21 Yet this I call to mind and therefore I have hope:

22 Because of the Lord’s great love we are not consumed, for his compassions never fail.
23 They are new every morning; great is your faithfulness.
24 I say to myself, “The Lord is my portion; therefore I will wait for him.”

25 The Lord is good to those whose hope is in him, to the one who seeks him;
26 it is good to wait quietly for the salvation of the Lord.

(Lamentations 3:21-26, NIV)

I have my faith, my daily provision, enough to get by, and my health is better than any other sick person’s I know. I am still mobile, capable, and active; just snotty and hung-over-feeling most of the time. The end of this month marks the end of my college semester. I have been doing well, and am hopeful I will maintain the 4.0 GPA that strains against the indifference of my youth to combine into a competitive average. I have a church fellowship with which I am comfortable calling “family” and I spend a lot of time with them. I have college study buddies who rely on me and on whom I rely to keep me sharp and connected. I have a home recovery group, the meetings of which remind me that I am acceptable even though I am broken, and that I have another family that eagerly embraces me and which needs me to contribute.

That reminds me of my great revelation for the week. I was whining to God about how little appreciation I felt I have been getting lately and how my precious bride was not giving me the attention lately I thought I deserved. Suddenly it occurred to me that I, who religiously remind myself that, as part of the Church universal, am part of the “bride of Christ” (Revelation 19:7-8) have also lately neglected my duty to love, honor, and adore my promised husband – Jesus Christ. I have been doing the “Martha” type business, but very little “Mary” type adoration (Luke 10:38-42). It is the Mary interactions I miss, and it is those that Jesus’ own testimony says He prefers.

I was reminded recently of the importance of meditation. Historically, meditation to me has always been more of a focused cogitation or a prayerful petition, but over the past five years I have learned a little about meditation and employed it in prayerful purpose to quiet self and listen for God. When I allow it to benefit me it does, so it is a shame I do not submit to the practice more often. Without deep, meaningful interchange any relationship becomes routine, hurried, and uninteresting. When my primary motivation in life (including recovery, eating, relationships, profession, etc.) is my relationship with God, I cannot afford to let it fall into apathy. I commit to making this a more regular practice with the hope of rekindling the relationship that fuels my every action.
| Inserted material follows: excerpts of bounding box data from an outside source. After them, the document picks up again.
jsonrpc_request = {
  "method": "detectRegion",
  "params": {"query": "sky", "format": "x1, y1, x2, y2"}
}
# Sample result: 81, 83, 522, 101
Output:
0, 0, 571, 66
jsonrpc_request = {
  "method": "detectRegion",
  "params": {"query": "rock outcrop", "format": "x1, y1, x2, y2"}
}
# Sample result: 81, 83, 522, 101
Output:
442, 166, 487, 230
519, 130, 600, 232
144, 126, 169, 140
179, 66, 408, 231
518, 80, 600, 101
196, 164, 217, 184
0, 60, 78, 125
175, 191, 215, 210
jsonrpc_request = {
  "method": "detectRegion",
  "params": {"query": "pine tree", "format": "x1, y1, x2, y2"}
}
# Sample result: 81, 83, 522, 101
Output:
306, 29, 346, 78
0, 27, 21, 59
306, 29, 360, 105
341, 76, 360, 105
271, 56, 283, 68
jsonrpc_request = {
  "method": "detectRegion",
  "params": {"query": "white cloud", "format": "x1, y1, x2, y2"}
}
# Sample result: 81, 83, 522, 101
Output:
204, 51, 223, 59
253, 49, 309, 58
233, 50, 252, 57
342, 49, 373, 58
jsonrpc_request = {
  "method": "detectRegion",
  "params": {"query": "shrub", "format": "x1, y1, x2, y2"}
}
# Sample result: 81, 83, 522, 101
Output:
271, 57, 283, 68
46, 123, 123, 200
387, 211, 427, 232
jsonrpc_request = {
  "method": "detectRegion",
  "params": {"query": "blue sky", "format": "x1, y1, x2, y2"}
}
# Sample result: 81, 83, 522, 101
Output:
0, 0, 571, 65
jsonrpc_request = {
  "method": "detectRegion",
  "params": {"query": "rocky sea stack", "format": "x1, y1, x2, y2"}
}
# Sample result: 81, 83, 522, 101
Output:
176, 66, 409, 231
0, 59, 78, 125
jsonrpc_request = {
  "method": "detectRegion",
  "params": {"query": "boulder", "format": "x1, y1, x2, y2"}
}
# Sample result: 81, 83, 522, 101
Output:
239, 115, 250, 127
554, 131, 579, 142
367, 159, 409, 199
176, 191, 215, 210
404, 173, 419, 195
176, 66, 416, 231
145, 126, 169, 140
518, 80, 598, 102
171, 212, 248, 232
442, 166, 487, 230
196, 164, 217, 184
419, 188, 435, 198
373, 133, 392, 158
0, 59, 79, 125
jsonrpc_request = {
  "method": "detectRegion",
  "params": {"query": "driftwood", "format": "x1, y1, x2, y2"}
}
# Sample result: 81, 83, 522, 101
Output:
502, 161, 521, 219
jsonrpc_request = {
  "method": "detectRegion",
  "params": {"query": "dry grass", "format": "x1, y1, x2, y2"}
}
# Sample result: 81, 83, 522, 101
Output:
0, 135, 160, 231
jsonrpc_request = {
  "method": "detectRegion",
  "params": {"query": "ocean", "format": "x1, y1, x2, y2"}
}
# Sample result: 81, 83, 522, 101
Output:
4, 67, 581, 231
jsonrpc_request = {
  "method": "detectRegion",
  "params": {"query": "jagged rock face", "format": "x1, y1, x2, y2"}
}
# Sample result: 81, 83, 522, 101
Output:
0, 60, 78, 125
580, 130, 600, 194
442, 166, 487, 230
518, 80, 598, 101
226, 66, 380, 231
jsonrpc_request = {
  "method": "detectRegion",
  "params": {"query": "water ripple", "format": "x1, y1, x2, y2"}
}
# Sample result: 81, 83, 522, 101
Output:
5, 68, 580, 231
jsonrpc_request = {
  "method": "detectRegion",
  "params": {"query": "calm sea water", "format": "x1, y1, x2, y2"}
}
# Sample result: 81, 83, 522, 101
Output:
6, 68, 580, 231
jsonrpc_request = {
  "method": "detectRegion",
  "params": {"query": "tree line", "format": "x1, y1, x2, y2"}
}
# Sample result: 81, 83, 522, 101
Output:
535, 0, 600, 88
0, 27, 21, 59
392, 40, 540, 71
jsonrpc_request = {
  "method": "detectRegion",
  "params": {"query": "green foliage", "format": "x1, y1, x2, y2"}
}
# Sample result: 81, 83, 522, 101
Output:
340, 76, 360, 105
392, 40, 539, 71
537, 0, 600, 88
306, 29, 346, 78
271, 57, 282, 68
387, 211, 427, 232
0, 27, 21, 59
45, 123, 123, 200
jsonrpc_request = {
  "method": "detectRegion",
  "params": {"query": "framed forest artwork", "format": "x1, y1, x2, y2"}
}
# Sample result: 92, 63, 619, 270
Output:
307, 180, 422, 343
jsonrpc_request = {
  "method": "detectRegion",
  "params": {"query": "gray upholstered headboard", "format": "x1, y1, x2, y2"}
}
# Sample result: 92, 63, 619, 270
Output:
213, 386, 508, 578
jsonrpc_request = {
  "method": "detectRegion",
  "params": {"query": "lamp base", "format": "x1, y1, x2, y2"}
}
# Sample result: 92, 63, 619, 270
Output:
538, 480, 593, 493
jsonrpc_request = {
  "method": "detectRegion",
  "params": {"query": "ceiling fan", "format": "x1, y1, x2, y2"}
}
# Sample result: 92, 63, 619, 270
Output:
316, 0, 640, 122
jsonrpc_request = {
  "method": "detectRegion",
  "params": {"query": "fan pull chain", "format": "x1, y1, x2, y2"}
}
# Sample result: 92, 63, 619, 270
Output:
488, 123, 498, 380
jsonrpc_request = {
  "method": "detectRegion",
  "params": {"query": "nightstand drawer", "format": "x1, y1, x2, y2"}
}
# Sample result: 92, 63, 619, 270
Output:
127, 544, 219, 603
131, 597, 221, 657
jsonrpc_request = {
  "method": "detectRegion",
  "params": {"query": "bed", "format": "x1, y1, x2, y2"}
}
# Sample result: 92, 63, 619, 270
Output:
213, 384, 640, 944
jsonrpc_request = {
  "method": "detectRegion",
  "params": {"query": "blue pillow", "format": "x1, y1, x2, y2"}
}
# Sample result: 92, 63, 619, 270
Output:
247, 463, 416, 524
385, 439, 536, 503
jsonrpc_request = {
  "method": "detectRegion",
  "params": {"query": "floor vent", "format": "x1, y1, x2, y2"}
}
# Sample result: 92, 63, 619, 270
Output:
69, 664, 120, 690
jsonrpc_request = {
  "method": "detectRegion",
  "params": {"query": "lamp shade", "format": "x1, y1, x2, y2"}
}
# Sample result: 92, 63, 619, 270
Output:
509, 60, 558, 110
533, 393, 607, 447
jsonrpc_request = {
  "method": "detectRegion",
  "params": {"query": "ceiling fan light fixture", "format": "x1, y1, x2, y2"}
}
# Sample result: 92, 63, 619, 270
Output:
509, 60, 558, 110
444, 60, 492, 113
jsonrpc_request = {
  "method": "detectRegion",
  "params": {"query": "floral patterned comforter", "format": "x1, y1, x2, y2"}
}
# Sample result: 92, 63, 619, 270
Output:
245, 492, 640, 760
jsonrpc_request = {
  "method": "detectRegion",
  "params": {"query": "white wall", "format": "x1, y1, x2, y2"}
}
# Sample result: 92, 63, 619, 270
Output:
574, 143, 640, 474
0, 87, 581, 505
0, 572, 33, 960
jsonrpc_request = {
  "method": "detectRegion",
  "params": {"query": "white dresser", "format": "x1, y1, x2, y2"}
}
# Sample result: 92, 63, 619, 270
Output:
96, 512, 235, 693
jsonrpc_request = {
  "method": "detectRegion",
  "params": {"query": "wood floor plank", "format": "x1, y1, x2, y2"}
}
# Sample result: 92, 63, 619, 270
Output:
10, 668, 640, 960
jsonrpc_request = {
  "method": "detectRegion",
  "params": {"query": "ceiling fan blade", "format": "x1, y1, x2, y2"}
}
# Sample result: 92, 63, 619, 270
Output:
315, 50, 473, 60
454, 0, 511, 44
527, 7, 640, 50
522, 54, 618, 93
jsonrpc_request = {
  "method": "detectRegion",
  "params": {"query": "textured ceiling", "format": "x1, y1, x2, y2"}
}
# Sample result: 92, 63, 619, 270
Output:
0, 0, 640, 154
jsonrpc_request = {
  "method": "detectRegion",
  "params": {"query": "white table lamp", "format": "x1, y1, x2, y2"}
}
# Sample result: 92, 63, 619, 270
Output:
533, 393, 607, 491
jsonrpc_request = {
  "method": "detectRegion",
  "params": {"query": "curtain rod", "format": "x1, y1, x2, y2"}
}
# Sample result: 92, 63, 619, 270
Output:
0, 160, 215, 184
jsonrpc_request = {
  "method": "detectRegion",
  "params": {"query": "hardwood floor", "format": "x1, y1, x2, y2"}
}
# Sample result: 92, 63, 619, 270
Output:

Holy Father, today, I give everything I am to You. Though I am broken, boring, backwards, and sometimes even rebellious, I trust You to make me into something You can use for Your purposes. You, who are the motivation for my every breath, come alive in me. Make the glory of Your radiance shine so that people don’t even know who I am, but they see You in me. Give me opportunity, resource, and resolve to bear witness to Your world-conquering grace, so that someone I meet may lay hold of hope and choose to live life as You intended it – in everlasting togetherness with You.

10 Create in me a pure heart, O God,
    and renew a steadfast spirit within me.
11 Do not cast me from your presence
    or take your Holy Spirit from me.
12 Restore to me the joy of your salvation
    and grant me a willing spirit, to sustain me.